Two-dimensional hexagonal boron nitride nanosheet as the planar-alignment agent in a liquid crystal-based electro-optic device.

The planar-alignment agent in an electro-optic liquid crystal (LC) device plays an essential role for the LC's electro-optical characteristics. Rubbed polyimide (PI) layers are conventionally used as the planar-alignment agent in traditional liquid crystal displays (LCDs). Here we experimentally demonstrate that the 2D hexagonal boron nitride (h-BN) nanosheet can serve as the planar-alignment agent in an LC cell. This h-BN has higher chemical stability and more optical transparency than the PI layer. Two h-BN-covered indium tin oxide (ITO) glass slides (without any conventional PI layers) are placed together to fabricate an LC cell.

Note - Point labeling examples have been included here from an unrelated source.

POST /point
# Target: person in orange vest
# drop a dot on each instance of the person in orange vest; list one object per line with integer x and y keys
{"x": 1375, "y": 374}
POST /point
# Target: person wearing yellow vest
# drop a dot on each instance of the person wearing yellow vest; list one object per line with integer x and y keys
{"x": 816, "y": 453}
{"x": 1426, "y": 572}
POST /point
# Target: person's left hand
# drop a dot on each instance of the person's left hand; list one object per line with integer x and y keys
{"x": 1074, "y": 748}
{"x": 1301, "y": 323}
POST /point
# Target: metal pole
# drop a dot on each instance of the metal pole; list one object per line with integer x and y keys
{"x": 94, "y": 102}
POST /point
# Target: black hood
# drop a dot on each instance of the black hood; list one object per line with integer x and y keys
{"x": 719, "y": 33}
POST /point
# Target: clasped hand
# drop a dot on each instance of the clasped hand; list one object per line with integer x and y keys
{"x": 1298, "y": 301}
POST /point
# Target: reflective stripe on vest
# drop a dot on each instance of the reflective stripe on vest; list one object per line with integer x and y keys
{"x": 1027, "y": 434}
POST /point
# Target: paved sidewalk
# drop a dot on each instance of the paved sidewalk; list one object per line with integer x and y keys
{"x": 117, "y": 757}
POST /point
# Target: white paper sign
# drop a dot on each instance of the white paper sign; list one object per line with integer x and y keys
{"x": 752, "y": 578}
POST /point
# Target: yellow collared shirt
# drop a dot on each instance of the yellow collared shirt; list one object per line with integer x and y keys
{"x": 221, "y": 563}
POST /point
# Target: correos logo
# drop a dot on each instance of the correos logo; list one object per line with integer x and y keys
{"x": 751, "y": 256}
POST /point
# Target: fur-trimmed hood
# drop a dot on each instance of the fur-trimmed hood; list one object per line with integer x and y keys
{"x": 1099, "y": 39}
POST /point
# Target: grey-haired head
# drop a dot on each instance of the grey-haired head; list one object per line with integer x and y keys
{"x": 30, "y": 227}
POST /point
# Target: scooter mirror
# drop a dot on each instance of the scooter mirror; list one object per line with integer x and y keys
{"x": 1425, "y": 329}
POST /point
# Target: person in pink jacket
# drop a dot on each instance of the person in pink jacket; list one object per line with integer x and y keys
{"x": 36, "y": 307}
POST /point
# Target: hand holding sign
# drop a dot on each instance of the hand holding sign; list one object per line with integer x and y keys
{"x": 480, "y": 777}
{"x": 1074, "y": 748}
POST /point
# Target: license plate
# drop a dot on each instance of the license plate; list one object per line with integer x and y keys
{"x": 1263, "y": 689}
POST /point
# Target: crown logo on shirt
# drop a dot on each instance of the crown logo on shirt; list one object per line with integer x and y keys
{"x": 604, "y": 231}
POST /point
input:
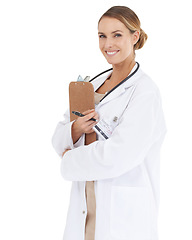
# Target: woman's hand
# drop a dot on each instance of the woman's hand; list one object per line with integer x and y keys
{"x": 84, "y": 124}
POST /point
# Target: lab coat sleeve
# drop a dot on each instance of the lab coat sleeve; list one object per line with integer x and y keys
{"x": 62, "y": 138}
{"x": 125, "y": 149}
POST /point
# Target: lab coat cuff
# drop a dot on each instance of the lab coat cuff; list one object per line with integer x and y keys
{"x": 80, "y": 141}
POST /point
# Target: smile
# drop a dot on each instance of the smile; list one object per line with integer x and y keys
{"x": 111, "y": 53}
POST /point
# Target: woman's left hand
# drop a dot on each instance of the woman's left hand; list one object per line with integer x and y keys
{"x": 65, "y": 152}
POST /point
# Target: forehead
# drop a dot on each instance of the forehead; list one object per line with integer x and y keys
{"x": 108, "y": 24}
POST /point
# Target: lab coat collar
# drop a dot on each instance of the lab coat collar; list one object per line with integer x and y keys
{"x": 119, "y": 90}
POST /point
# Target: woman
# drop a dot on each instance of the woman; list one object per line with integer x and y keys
{"x": 124, "y": 167}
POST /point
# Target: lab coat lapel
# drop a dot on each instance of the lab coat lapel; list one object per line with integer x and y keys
{"x": 121, "y": 89}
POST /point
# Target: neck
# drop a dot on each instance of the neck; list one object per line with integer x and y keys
{"x": 122, "y": 70}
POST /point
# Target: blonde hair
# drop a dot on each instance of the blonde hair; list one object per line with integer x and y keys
{"x": 130, "y": 20}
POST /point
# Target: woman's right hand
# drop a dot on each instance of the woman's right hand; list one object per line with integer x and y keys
{"x": 83, "y": 124}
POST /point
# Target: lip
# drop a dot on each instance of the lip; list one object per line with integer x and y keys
{"x": 111, "y": 53}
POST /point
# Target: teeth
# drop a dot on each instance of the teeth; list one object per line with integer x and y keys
{"x": 111, "y": 53}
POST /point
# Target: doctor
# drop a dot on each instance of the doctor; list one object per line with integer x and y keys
{"x": 124, "y": 167}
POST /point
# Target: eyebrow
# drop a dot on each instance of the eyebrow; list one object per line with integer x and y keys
{"x": 112, "y": 32}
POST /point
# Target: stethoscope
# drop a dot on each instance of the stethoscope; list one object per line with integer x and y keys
{"x": 124, "y": 80}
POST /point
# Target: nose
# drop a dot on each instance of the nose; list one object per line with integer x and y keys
{"x": 108, "y": 43}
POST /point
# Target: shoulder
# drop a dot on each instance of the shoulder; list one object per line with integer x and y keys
{"x": 144, "y": 83}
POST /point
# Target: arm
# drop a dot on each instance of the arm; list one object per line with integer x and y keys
{"x": 124, "y": 150}
{"x": 69, "y": 135}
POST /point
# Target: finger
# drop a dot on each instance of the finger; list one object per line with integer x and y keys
{"x": 89, "y": 116}
{"x": 88, "y": 111}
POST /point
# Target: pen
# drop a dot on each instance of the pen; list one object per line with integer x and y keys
{"x": 81, "y": 115}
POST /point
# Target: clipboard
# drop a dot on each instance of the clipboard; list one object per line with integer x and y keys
{"x": 81, "y": 99}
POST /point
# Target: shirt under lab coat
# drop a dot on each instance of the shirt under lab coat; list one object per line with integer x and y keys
{"x": 125, "y": 167}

A nematic LC inside this h-BN-based cell exhibits uniform planar-alignment-which is probed by a crossed polarized optical microscope. This planar-alignment at the molecular scale is achieved due to the coherent overlay of the benzene rings of the LC molecules on the hexagonal BN lattice. This h-BN-based LC cell shows the typical electro-optical effect when an electric field is applied via ITO electrodes. The dielectric measurement across this h-BN-based electro-optic cell shows a standard Fréedericksz transition of the LC, confirming that the 2D h-BN, as the planar-alignment agent, supplies adequate anchoring energy-which can be overcome by the Fréedericksz threshold voltage. Finally, we show that the h-BN-based LC cell exhibits more optical transparency than a regular PI alignment layer-based LC cell.